Our brain’s two hemispheres specialize in different tasks. In broad lines, the right hemisphere performs tasks that involve creativity, the left one handles tasks that have to do with logic, and each controls the movements of one half of the body.
Sounds quite complicated, huh? Well, it is. What makes the process even more complicated is that the brain often needs to reach a single response to a stimulus — in other words, one hemisphere needs to assert authority over the other, at times, and handle a specific scenario. Exactly how this power struggle is mediated, however, has remained unknown up to now.
Peas in a pod
A team of researchers from the Ruhr-Universität Bochum has worked to patch up our understanding on this subject, The team, comprised of Dr. Qian Xiao and Professor Onur Güntürkün, reports that hemispheric dominance is settled by slight differences in temporal activity patterns in both hemispheres — in pigeons, at least.
In other words, the first to act takes control. However, the team also found that in the case of a conflict, the left hemisphere can veto its counterpart and assume control.
The brain’s hemispheres are linked via a heavy-duty bundle of nerve fibers, known as commissures. It was assumed that these commissures carried signals from one hemisphere to the other, which helped them sync up. For example, one hemisphere could send inhibitory signals to its counterpart in order to suppress some of its functions. One big issue with that hypothesis, however, is that the hemispheres also broadcast excitatory signals over the commissures.
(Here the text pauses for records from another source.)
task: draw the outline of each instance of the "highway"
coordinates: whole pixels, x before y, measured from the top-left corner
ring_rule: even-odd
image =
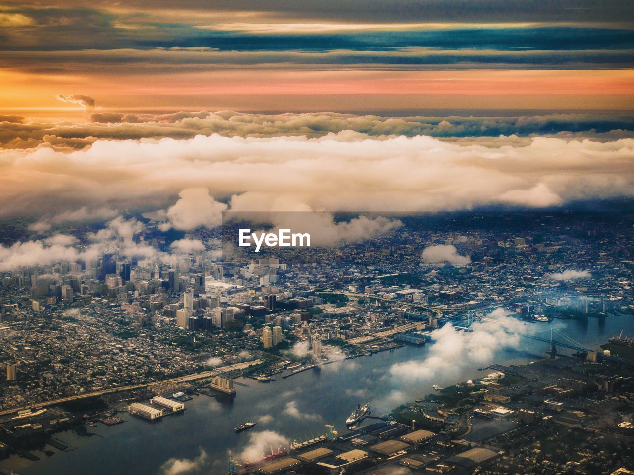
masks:
[[[160,381],[144,383],[140,384],[133,384],[131,386],[123,386],[119,388],[109,388],[105,390],[93,391],[90,393],[82,393],[81,394],[67,396],[66,397],[59,398],[58,399],[51,399],[48,401],[42,401],[41,402],[34,403],[32,404],[20,406],[19,407],[11,407],[8,409],[3,409],[0,410],[0,415],[6,415],[7,414],[17,412],[18,411],[25,409],[33,409],[36,407],[54,406],[57,404],[61,404],[62,403],[68,402],[70,401],[76,401],[79,399],[92,398],[96,396],[103,396],[107,394],[114,394],[115,393],[123,393],[126,391],[133,391],[134,390],[139,390],[143,388],[151,388],[153,386],[157,386],[158,384],[165,384],[166,383],[169,384],[172,383],[184,383],[186,381],[191,381],[196,379],[202,379],[205,377],[215,376],[217,374],[226,372],[227,371],[233,371],[236,369],[244,369],[245,368],[248,368],[249,366],[259,364],[261,362],[261,360],[254,360],[253,361],[247,361],[243,363],[236,363],[236,364],[230,365],[228,366],[223,366],[219,368],[216,368],[215,369],[209,370],[207,371],[203,371],[200,373],[194,373],[193,374],[188,374],[184,376],[178,376],[169,379],[164,379]]]

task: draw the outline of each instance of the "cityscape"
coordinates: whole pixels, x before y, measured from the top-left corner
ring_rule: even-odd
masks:
[[[634,474],[634,3],[4,0],[0,475]]]
[[[292,388],[301,373],[405,348],[415,357],[389,376],[413,392],[394,407],[359,399],[344,408],[347,419],[323,420],[306,437],[289,403],[284,410],[300,421],[285,436],[292,441],[265,430],[270,421],[252,408],[250,420],[218,430],[263,434],[270,448],[255,459],[243,443],[219,448],[223,463],[208,472],[604,473],[632,463],[630,213],[389,217],[370,241],[259,253],[223,239],[238,236],[235,220],[169,243],[156,237],[162,220],[126,219],[119,229],[135,232],[92,262],[3,274],[0,423],[10,462],[45,464],[38,459],[69,450],[63,434],[81,427],[187,418],[199,398],[231,405],[254,385]],[[108,224],[68,236],[85,248]],[[195,244],[203,243],[223,249]],[[156,246],[155,257],[131,257],[135,243]],[[161,254],[168,248],[184,251]],[[570,321],[586,332],[567,334],[560,322]],[[587,331],[591,321],[621,329],[602,338]],[[496,360],[527,341],[538,359]],[[429,385],[470,364],[480,365],[472,379]]]

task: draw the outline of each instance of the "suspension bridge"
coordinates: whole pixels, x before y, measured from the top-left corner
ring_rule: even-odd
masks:
[[[429,319],[429,315],[424,315],[419,314],[406,312],[404,314],[404,315],[415,320],[428,320]],[[456,320],[455,317],[441,317],[436,319],[441,323],[450,323],[459,329],[467,331],[471,329],[471,324],[474,321],[471,317],[470,312],[467,314],[466,320]],[[500,324],[500,322],[495,320],[495,319],[488,319],[485,317],[482,319],[482,321],[492,322]],[[557,347],[568,348],[580,353],[590,353],[591,352],[595,351],[592,348],[589,348],[581,343],[575,341],[571,338],[557,328],[546,328],[543,330],[538,330],[531,332],[514,331],[508,328],[503,328],[502,330],[507,334],[517,335],[524,338],[528,338],[529,339],[548,343],[550,345],[550,350],[548,353],[553,357],[557,354]],[[602,353],[600,353],[600,357],[602,360],[634,366],[634,360],[632,360],[621,358],[620,357],[614,355],[605,355]]]

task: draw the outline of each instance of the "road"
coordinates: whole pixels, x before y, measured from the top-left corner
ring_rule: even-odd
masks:
[[[72,396],[67,396],[63,398],[59,398],[58,399],[51,399],[48,401],[42,401],[41,402],[34,403],[33,404],[29,404],[25,406],[20,406],[19,407],[11,407],[8,409],[3,409],[0,410],[0,415],[6,415],[6,414],[10,414],[13,412],[17,412],[19,410],[23,410],[25,409],[33,409],[36,407],[46,407],[47,406],[54,406],[57,404],[61,404],[65,402],[68,402],[70,401],[76,401],[79,399],[85,399],[86,398],[92,398],[96,396],[103,396],[107,394],[114,394],[116,393],[123,393],[126,391],[133,391],[134,390],[142,389],[143,388],[151,388],[153,386],[157,386],[158,384],[165,384],[166,383],[184,383],[186,381],[195,381],[196,379],[202,379],[205,377],[210,377],[212,376],[215,376],[217,374],[220,374],[221,373],[226,372],[227,371],[233,371],[236,369],[244,369],[248,368],[249,366],[253,366],[254,365],[259,364],[262,362],[261,360],[254,360],[254,361],[247,361],[243,363],[236,363],[234,365],[230,365],[228,366],[223,366],[219,368],[216,368],[215,369],[209,370],[207,371],[203,371],[200,373],[194,373],[193,374],[188,374],[185,376],[178,376],[177,377],[172,377],[170,379],[164,379],[160,381],[152,381],[152,383],[144,383],[140,384],[133,384],[132,386],[123,386],[119,388],[109,388],[106,390],[100,390],[99,391],[93,391],[90,393],[82,393],[81,394],[76,394]]]

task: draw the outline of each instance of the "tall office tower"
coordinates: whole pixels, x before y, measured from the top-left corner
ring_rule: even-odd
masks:
[[[183,293],[183,308],[188,310],[190,315],[194,313],[194,294],[190,290]]]
[[[205,305],[208,308],[216,308],[220,307],[220,297],[218,296],[207,297]]]
[[[202,274],[194,274],[194,295],[197,297],[205,293],[205,276]]]
[[[284,335],[281,332],[281,327],[276,325],[273,327],[273,346],[275,346],[283,339],[284,339]]]
[[[72,302],[73,301],[73,288],[70,286],[61,286],[61,300]]]
[[[302,336],[310,337],[311,336],[311,329],[308,326],[308,322],[305,320],[302,322],[302,326],[299,329],[299,334]]]
[[[273,336],[271,327],[264,327],[262,329],[262,346],[264,348],[271,348],[273,346]]]
[[[265,295],[264,298],[266,300],[266,310],[275,310],[277,305],[277,297],[275,295]]]
[[[117,265],[119,268],[119,274],[121,279],[122,279],[124,282],[129,281],[132,268],[130,263],[124,261],[123,262],[117,262]]]
[[[6,380],[8,381],[15,381],[18,379],[16,367],[15,364],[8,364],[6,365]]]
[[[117,263],[112,258],[112,254],[104,254],[101,257],[101,279],[103,279],[108,274],[114,274],[117,270]]]
[[[178,269],[171,269],[168,274],[169,280],[169,289],[172,292],[178,292],[181,289],[181,277],[178,275]]]
[[[321,340],[313,340],[313,350],[311,353],[313,358],[319,358],[321,356]]]
[[[205,315],[200,322],[200,329],[211,331],[214,329],[214,317],[210,315]]]
[[[229,322],[235,320],[234,314],[235,308],[227,307],[224,308],[218,307],[214,310],[214,323],[216,326],[224,328]]]
[[[81,264],[78,262],[71,262],[68,264],[68,270],[71,274],[81,274]]]
[[[188,319],[188,327],[191,331],[198,331],[200,329],[200,320],[198,317],[191,316]]]
[[[181,328],[187,328],[189,325],[190,314],[186,308],[176,310],[176,324]]]

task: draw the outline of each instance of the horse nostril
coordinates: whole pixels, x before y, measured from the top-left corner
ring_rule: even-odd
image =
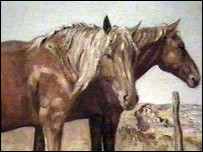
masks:
[[[123,97],[123,99],[124,99],[124,101],[127,101],[127,100],[128,100],[128,95],[125,95],[125,96]]]
[[[137,102],[139,101],[139,96],[138,96],[138,95],[136,95],[136,101],[137,101]]]
[[[191,78],[191,80],[192,80],[193,82],[195,82],[195,81],[196,81],[194,77],[192,77],[192,78]]]

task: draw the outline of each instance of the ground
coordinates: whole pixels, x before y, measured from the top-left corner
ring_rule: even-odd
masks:
[[[144,104],[142,110],[124,112],[117,133],[116,150],[173,150],[172,105]],[[182,105],[180,111],[185,150],[202,150],[202,108]],[[21,128],[1,134],[1,151],[31,151],[33,128]],[[62,150],[89,151],[88,120],[66,123]]]

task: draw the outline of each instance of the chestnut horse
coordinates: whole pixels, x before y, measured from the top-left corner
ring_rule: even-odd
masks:
[[[134,33],[134,32],[133,32]],[[1,51],[1,130],[42,128],[46,149],[59,151],[62,129],[77,97],[105,79],[123,109],[137,103],[129,30],[75,24],[35,38],[26,49]]]
[[[136,80],[151,67],[158,65],[162,70],[179,77],[189,87],[198,86],[200,75],[179,36],[178,24],[179,21],[168,26],[142,28],[136,32],[133,36],[134,42],[139,47],[134,69]],[[23,43],[26,42],[8,41],[2,44],[7,47],[13,45],[17,49],[25,46]],[[10,48],[10,50],[12,49]],[[173,56],[170,55],[171,53]],[[176,67],[177,62],[179,62],[178,68]],[[100,83],[100,85],[97,85],[97,83]],[[117,103],[117,97],[106,91],[110,88],[109,83],[104,80],[97,83],[90,84],[79,96],[78,104],[75,104],[73,110],[71,110],[71,117],[67,121],[89,118],[92,150],[99,151],[103,145],[104,150],[110,151],[114,150],[115,133],[123,110]],[[103,87],[101,87],[102,85]],[[43,149],[42,130],[36,127],[35,150]]]

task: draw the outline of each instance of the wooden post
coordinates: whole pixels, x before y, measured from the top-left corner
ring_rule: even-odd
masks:
[[[184,151],[183,132],[179,119],[180,98],[178,92],[173,92],[174,150]]]

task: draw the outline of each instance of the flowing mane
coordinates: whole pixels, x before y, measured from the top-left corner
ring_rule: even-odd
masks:
[[[134,41],[138,48],[151,43],[155,43],[166,35],[166,26],[145,27],[137,31]]]
[[[40,48],[48,49],[58,63],[68,67],[68,79],[76,82],[76,88],[83,90],[97,74],[101,57],[113,53],[112,43],[121,47],[129,43],[134,46],[127,29],[113,26],[111,32],[105,34],[99,26],[78,23],[34,38],[28,50],[35,52]]]

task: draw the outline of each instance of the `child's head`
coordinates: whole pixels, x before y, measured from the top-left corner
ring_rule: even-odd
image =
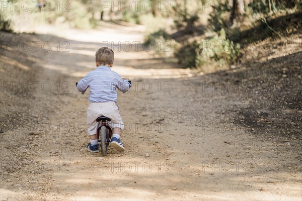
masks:
[[[113,51],[108,47],[101,47],[96,52],[96,63],[97,66],[106,65],[112,67],[114,60]]]

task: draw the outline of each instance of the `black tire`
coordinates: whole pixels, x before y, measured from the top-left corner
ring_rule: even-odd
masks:
[[[107,156],[107,146],[106,145],[106,127],[102,126],[100,130],[100,136],[101,138],[101,151],[103,156]]]

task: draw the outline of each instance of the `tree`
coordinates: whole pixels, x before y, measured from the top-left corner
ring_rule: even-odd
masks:
[[[241,22],[243,19],[244,2],[245,0],[233,1],[233,7],[228,22],[229,27],[231,27],[235,21]]]

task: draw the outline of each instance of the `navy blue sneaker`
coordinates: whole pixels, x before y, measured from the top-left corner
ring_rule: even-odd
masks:
[[[98,153],[99,152],[99,145],[92,145],[91,143],[88,144],[86,147],[87,151],[89,151],[92,153]]]
[[[118,151],[125,151],[125,146],[123,144],[123,143],[121,142],[121,140],[116,138],[112,138],[111,141],[110,142],[110,146],[113,147]]]

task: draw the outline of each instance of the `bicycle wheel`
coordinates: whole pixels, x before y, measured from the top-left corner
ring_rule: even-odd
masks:
[[[102,126],[101,127],[101,130],[100,131],[100,136],[101,136],[101,151],[103,156],[107,156],[107,153],[106,130],[106,127]]]

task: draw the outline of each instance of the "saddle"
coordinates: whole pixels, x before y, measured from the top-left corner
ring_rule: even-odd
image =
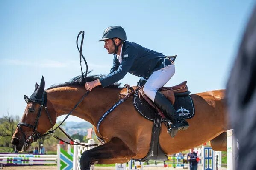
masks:
[[[187,82],[184,81],[177,85],[170,87],[163,87],[159,90],[170,100],[179,115],[185,119],[191,118],[194,116],[194,113],[193,100],[189,95],[190,92],[188,90],[186,84]],[[148,120],[153,121],[150,150],[146,157],[136,160],[165,161],[168,158],[159,143],[159,136],[162,124],[161,122],[165,123],[166,125],[166,122],[170,120],[167,120],[162,110],[144,94],[144,86],[142,85],[141,87],[130,87],[129,85],[126,85],[126,88],[123,89],[119,94],[121,98],[124,99],[127,95],[129,96],[130,94],[132,94],[133,105],[138,113]],[[132,93],[133,92],[134,93]]]
[[[157,109],[153,102],[147,97],[144,93],[143,91],[144,87],[142,86],[138,91],[140,99],[141,100],[144,99],[152,107]],[[188,86],[187,86],[186,81],[184,81],[181,83],[174,86],[170,87],[162,87],[159,90],[159,91],[162,93],[165,97],[168,99],[173,105],[174,105],[175,102],[174,93],[176,94],[182,93],[182,95],[185,95],[185,93],[188,93],[188,92],[189,92]]]

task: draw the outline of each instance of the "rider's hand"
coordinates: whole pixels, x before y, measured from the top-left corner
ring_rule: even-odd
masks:
[[[91,91],[93,88],[98,85],[101,85],[100,80],[98,79],[92,82],[87,82],[85,85],[85,88],[87,90]]]

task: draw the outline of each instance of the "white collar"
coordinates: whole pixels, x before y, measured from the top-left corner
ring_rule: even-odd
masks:
[[[121,46],[121,51],[120,51],[120,55],[118,55],[118,54],[116,54],[116,56],[118,57],[118,58],[119,58],[120,56],[121,56],[121,57],[122,57],[122,49],[123,49],[123,44],[122,44],[122,46]]]

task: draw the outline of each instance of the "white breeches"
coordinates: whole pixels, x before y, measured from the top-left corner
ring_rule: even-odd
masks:
[[[174,73],[175,67],[174,64],[154,71],[144,85],[144,93],[153,102],[158,89],[168,82]]]

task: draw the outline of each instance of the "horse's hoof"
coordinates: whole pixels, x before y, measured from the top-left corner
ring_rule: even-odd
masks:
[[[189,125],[186,125],[186,126],[184,126],[184,127],[183,128],[182,130],[187,130],[187,129],[188,129],[188,128],[189,128]]]

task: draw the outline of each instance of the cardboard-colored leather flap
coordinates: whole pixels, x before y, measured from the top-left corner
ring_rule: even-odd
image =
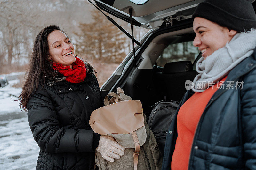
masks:
[[[140,146],[141,146],[145,143],[147,139],[147,132],[145,126],[143,126],[138,130],[135,131],[139,139]],[[132,133],[128,134],[117,134],[113,133],[109,134],[112,136],[116,142],[121,146],[126,148],[135,148],[134,141],[132,139]]]
[[[92,113],[89,124],[102,135],[131,133],[144,125],[141,103],[131,100],[101,107]]]

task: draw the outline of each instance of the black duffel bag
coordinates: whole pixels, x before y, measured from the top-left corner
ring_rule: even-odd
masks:
[[[179,102],[164,100],[151,106],[154,107],[148,119],[148,126],[152,130],[162,155],[164,150],[166,135],[174,117]]]

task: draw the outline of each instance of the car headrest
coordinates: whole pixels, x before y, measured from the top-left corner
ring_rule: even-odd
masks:
[[[163,69],[163,74],[183,73],[192,71],[193,65],[190,61],[167,63]]]

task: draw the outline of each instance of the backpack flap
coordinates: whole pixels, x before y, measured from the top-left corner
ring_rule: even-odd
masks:
[[[101,107],[92,113],[89,124],[96,133],[111,135],[125,148],[135,148],[133,132],[137,134],[140,146],[146,140],[143,111],[139,100],[125,100]]]
[[[146,116],[145,116],[146,119]],[[146,120],[145,120],[146,121]],[[134,131],[138,137],[140,146],[141,146],[145,143],[147,139],[147,132],[145,126],[143,126]],[[123,147],[127,148],[134,148],[135,145],[132,133],[128,134],[118,134],[112,133],[109,134],[115,138]]]

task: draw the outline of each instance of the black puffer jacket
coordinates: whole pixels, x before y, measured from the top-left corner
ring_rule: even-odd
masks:
[[[242,88],[235,88],[236,81],[243,81]],[[233,89],[227,89],[231,84]],[[214,93],[197,124],[189,170],[256,169],[256,49],[231,70],[223,84],[226,88]],[[194,93],[187,92],[169,128],[163,170],[171,167],[178,111]]]
[[[79,83],[55,78],[40,86],[30,99],[28,122],[40,148],[37,169],[93,169],[100,135],[89,124],[92,112],[101,106],[100,90],[92,69]]]

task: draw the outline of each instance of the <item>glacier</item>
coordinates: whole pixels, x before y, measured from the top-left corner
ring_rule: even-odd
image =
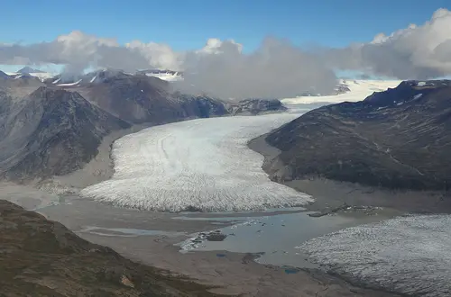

“This is why it has remained a mystery where, exactly, functional brain asymmetries stem from,” says Güntürkün.
The team approached the issue using a new method. At the biopsychology lab in Bochum, they measured the brain activity of pigeons performing a color differentiation test. From the readings, the team extrapolated the activity of individual cells in the birds’ visuomotor forebrain. This brain network handles visual information and generates movement as a response. In birds, the left hemisphere is dominant for these tasks.
The duo occasionally blocked the activity of neurons that sent signals over the commissures to better understand how the two hemispheres sync. They also monitored the neurons that usually receive input from the other hemisphere. By putting these sets of observations together, they were able to model how this interaction affects the activity of the two halves of the brain.
They report that if both hemispheres want to assert control, the left hemisphere comes on top — for some reason, it’s able to delay the activity of neurons in the right hemisphere and over-ride it, so to speak. The researchers further showed that the two hemispheres are also theoretically capable of synchronizing their activity.
“The right hemisphere simply acts too late to control the response,” Güntürkün explains.
“These results show that hemispheric dominance is based on a sophisticated mechanism. It does not hinge on one general inhibitory or excitatory influence; rather it is caused by minute temporal delays in the activity of nerve cells in the other hemisphere.”
The paper “Asymmetrical Commissural Control of the Subdominant Hemisphere in Pigeons” has been published in the journal Cell Reports.